本当の「台本」を見つける前に2度燃え尽きる
勤勉で信頼できる人間になるよう育てられた、地方都市出身のたたき上げであるメヒティルト・ロンバッハは、そのパターンを理解する前に2度燃え尽きた。2回目の燃え尽き症候群と2024年の重大な健康上の課題を経て、彼女は単に回復する以上のことを成し遂げた。人生の再調整を行ったのだ。「他人の台本に従って生きていたことに気づきました」とロンバッハは言う。「信頼されることや過剰に成果を出すことを、自分の居場所があることと勘違いしていたのです」。彼女は現在、ポッドキャスト『Play It By Your Rules』を運営し、高い実績を上げる人々が燃え尽きることなく自由を見つけられるよう支援している。
名前を変えたことがすべてを変えた
泥沼の熟年離婚の後、キルステン・ボムディギティは、状況を明確にするある行動に出た。法的に苗字を変更したのだ。この極端な行動は、選別のために一切のエネルギーを費やすことなく、ふさわしい人々を引き寄せ、不適切な人々を遠ざけた。

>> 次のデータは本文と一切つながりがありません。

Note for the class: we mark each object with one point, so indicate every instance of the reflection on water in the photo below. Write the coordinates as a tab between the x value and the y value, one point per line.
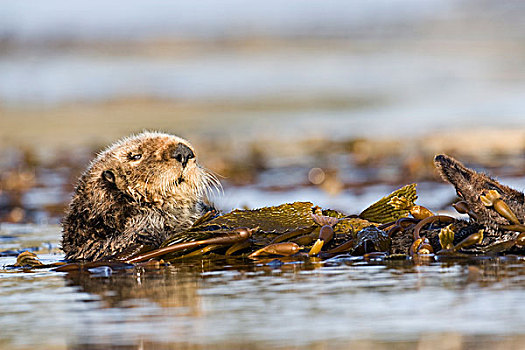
202	304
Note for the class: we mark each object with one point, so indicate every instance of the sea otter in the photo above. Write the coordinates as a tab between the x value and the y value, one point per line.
138	191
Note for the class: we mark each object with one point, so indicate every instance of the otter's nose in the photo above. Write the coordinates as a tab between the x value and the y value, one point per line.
182	153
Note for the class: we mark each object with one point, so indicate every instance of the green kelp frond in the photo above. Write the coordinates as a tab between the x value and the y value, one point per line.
392	207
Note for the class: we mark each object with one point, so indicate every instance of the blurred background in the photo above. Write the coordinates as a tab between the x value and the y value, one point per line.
330	101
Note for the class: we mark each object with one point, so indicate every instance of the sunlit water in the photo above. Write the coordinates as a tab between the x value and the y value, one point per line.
258	304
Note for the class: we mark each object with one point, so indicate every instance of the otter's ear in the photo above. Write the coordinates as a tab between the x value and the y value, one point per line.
108	176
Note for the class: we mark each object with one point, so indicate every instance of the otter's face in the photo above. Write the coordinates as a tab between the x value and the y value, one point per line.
155	168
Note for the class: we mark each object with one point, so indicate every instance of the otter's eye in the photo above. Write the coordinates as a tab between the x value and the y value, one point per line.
134	156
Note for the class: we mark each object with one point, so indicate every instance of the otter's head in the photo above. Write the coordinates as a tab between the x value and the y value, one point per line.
152	168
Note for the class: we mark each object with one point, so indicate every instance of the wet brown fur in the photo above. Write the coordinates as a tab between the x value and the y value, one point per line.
121	201
470	185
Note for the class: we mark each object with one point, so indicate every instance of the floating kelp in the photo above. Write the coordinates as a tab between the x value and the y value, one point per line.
292	228
394	226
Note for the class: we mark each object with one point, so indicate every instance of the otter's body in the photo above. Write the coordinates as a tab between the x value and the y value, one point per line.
138	191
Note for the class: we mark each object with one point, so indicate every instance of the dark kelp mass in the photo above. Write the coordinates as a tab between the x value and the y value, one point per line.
394	227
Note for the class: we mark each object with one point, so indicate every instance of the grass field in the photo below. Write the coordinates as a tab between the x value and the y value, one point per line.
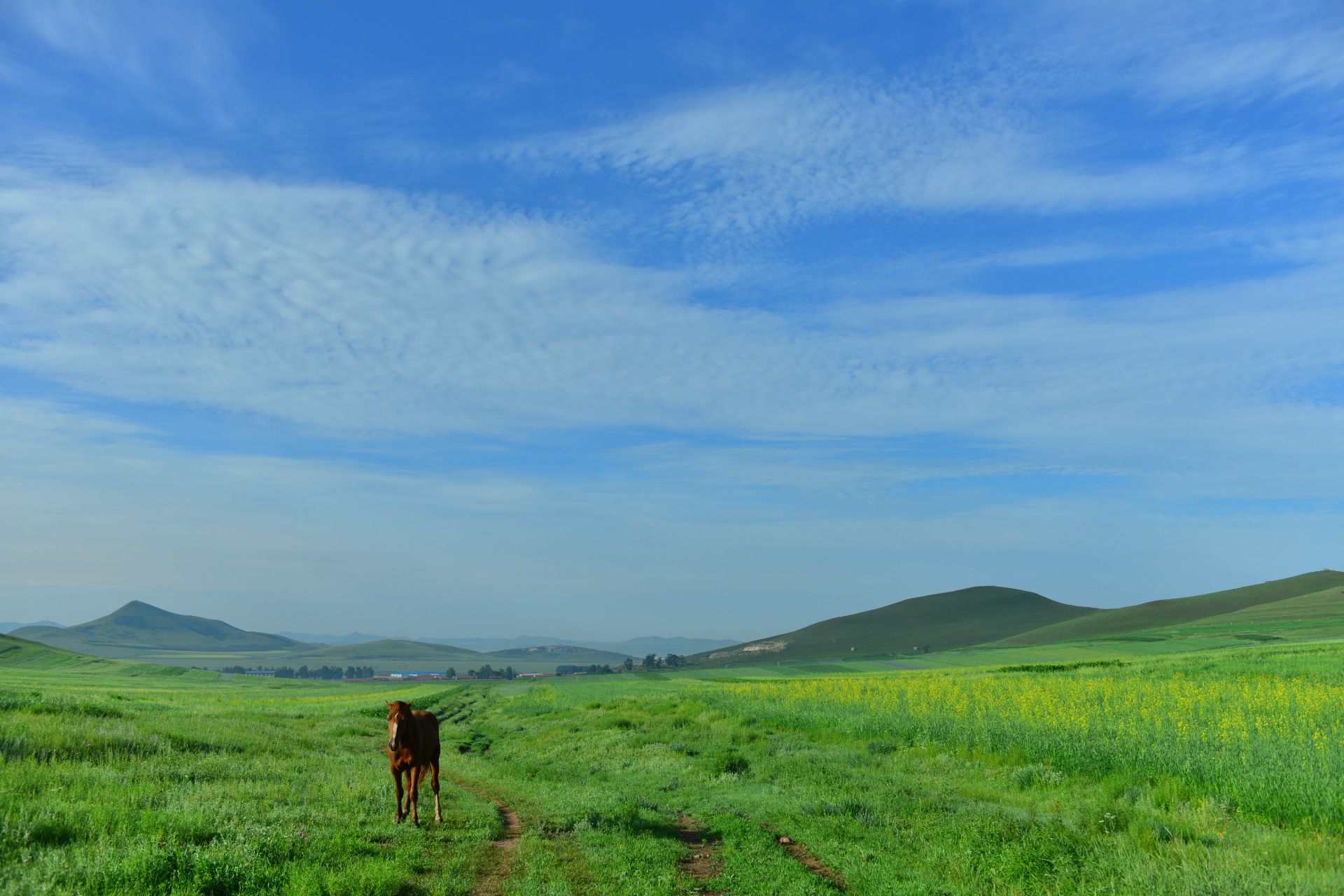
1211	773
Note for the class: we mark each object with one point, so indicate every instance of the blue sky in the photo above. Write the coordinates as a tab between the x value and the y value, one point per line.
682	318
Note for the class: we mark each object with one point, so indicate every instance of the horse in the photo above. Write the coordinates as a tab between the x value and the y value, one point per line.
412	747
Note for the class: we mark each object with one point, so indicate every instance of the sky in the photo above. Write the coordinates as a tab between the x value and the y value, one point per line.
683	318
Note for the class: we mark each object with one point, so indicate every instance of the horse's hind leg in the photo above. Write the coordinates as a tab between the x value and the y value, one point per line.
433	782
397	777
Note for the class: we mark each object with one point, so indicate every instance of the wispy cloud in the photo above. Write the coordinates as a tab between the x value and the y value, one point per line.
166	52
762	156
1202	51
356	312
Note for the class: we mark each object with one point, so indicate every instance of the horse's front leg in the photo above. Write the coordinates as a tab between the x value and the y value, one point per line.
413	777
438	816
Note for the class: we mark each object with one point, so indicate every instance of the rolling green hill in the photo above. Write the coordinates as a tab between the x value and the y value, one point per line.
1164	614
917	625
39	657
139	626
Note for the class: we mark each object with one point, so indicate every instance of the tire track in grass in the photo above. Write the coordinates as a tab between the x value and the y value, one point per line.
503	848
701	860
804	858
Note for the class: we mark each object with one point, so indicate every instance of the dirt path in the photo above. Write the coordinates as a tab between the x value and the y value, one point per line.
504	846
809	862
701	860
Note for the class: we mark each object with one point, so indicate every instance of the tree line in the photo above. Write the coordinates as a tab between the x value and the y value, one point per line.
330	673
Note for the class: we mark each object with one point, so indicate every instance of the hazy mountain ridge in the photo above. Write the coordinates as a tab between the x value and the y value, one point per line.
632	647
6	628
143	626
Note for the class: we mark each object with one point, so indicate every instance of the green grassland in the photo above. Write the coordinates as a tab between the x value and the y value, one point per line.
1200	773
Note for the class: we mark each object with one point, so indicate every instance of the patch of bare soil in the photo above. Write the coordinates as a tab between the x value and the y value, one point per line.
701	860
502	862
809	862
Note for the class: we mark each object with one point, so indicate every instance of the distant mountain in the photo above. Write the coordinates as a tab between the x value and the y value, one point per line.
140	626
1160	614
390	650
662	647
916	625
562	653
632	648
354	637
6	628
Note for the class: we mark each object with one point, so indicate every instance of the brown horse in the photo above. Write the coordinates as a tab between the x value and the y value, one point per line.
412	747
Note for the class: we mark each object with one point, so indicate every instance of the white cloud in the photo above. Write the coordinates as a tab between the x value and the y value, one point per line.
358	312
160	50
762	156
1200	50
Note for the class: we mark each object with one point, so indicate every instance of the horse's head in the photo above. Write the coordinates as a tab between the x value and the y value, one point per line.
398	713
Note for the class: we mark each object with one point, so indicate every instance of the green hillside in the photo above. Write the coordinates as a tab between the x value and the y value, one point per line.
1308	617
140	626
917	625
1175	612
39	657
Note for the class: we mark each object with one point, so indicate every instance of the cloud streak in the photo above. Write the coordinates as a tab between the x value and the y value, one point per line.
371	314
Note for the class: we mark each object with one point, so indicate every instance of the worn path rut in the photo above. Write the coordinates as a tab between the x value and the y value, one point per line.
701	860
504	846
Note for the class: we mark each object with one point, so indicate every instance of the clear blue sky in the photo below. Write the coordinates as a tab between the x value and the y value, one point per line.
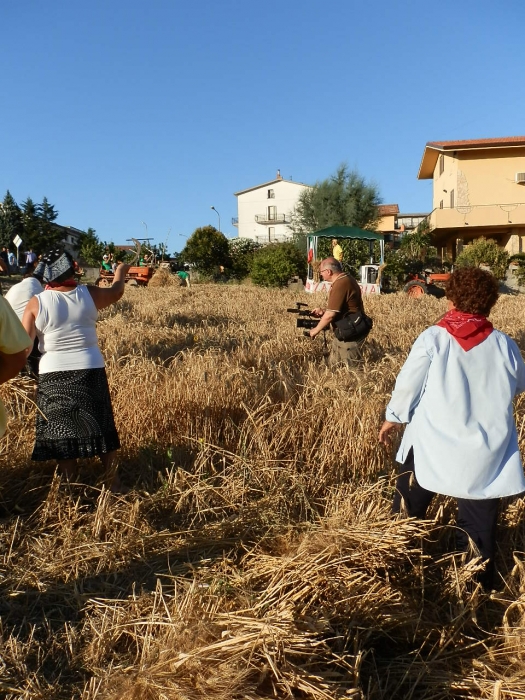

その選択はAmazonでのベストセラー本の出版につながり、40歳以上の女性を対象とした「ドーパミンコーチ」としての活動をスタートさせる契機となった。「引き寄せの自然淘汰は、自己抑制に勝るのです。いつだってそうです」とボムディギティは言う。時に、最も大胆な方向転換とは、自らの個性をさらけ出すことなのだ。
成功に有効期限はない
10人の創業者。年齢は44歳から85歳。コーチ、役員、数学者、マーケター。全員が「チャンスの窓は閉じた」と言われ、そして全員が自ら新たな窓を開けた。許可を待つのをやめ、神話を信じるのをやめ、自らの経験だけが可能にするものを構築し始めよう。